Early the next morning Justine heads a hundred miles south west of Mexico City to the colonial city of Taxco. Although Taxco started out as a primitive mining camp, the discovery of silver transformed it into one of Mexico’s wealthiest cities. Justine is visiting Taxco at the time of the annual silver fair and there’s every imaginable trinket exquisitely fashioned from the precious metal on sale.

The Virgin of Guadelupe Festival takes place in early December and is the culmination of almost two weeks of celebrations. Justine witnesses the build up to the big day when local men Virgin of Guadelupe Festivaldart around the town with fireworks mounted on model bulls.

The largest bullfighting ring in the world is in Mexico City and its here that she witnesses her first bullfight. Justine joins the devotional throng gathered at the Basilica de Guadelupe, where about five million Mexicans end their pilgrimage from far-flung regions of the country.

Twelve miles south of the city is Xochimilco, a favourite weekend destination of Mexican families who escape the urban sprawl for the network of canals and flower nurseries. Justine comes across a curious sight on the little island which Don Julio has shared with his family of decrepit dolls for 23 years. Curious tourists find the spectacle rather creepy but Don Julio insists his dolls are like spirits who watch over and protect him.
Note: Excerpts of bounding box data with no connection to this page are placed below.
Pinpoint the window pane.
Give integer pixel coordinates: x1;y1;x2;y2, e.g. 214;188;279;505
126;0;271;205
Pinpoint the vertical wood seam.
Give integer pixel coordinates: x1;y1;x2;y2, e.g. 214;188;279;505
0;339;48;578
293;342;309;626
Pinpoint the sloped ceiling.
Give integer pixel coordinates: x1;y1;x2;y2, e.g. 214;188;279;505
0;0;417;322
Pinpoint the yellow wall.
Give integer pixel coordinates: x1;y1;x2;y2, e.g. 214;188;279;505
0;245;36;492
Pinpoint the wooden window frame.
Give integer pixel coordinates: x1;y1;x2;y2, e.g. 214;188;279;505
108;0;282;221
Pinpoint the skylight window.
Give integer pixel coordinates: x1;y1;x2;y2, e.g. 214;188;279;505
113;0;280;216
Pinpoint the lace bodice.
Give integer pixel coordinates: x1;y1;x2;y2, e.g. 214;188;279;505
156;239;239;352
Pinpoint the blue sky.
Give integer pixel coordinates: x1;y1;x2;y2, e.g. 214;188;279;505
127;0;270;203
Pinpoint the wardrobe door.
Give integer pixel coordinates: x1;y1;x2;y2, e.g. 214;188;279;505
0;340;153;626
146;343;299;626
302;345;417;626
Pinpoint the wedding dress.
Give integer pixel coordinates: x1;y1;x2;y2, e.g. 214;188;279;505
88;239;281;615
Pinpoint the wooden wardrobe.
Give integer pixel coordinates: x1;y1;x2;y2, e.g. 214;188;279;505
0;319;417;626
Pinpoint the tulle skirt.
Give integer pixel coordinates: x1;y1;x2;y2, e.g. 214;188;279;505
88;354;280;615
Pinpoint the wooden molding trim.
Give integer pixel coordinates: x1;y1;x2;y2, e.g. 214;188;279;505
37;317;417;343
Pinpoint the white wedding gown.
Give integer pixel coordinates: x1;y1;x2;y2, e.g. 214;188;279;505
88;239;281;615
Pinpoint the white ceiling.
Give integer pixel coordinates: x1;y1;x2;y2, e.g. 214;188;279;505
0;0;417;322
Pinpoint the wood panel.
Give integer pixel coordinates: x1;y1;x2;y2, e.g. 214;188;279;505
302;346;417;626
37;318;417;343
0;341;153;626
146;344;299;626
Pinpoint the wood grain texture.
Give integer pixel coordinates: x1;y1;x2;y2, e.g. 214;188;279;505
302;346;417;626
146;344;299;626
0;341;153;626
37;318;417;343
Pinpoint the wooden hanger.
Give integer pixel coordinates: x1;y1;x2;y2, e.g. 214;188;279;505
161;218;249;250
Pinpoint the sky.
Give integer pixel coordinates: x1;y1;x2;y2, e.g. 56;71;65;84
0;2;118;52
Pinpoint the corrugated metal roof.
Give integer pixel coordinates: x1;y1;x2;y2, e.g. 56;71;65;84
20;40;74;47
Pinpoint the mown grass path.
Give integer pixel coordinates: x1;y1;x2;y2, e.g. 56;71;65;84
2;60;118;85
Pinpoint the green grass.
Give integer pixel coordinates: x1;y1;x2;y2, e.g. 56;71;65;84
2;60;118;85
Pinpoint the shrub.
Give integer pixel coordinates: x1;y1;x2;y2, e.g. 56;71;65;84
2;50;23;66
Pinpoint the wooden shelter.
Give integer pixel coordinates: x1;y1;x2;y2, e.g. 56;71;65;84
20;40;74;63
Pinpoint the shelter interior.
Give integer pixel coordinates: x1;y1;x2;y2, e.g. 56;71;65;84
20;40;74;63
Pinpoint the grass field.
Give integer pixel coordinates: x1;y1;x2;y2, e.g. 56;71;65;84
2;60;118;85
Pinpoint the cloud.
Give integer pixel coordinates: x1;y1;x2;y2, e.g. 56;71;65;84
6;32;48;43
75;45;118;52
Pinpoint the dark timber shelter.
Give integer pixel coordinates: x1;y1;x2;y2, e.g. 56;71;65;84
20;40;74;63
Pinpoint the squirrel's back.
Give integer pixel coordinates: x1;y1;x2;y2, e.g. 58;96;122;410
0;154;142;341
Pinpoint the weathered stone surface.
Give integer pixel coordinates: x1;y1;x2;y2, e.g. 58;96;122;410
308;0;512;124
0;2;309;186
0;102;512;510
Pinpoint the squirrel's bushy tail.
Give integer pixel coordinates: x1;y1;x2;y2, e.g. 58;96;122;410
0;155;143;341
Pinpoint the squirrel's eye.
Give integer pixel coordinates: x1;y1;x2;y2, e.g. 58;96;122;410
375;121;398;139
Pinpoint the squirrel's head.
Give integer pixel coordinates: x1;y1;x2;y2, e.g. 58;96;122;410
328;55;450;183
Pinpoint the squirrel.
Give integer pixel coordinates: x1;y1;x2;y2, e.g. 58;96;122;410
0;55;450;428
On Justine’s final day in Mexico she pays a visit to the lush, secluded mountains of El Rosario, where billions of monarch butterflies migrate from Canada each year and find refuge in the butterfly sanctuary. They are an extraordinary sight, a blaze of vibrant colour forming a thick carpet on the ground to escape the stifling humidity at the heat of the day. It’s a perfect, peaceful end a frantic week in Mexico’s vibrant, passionate and disorganised capital.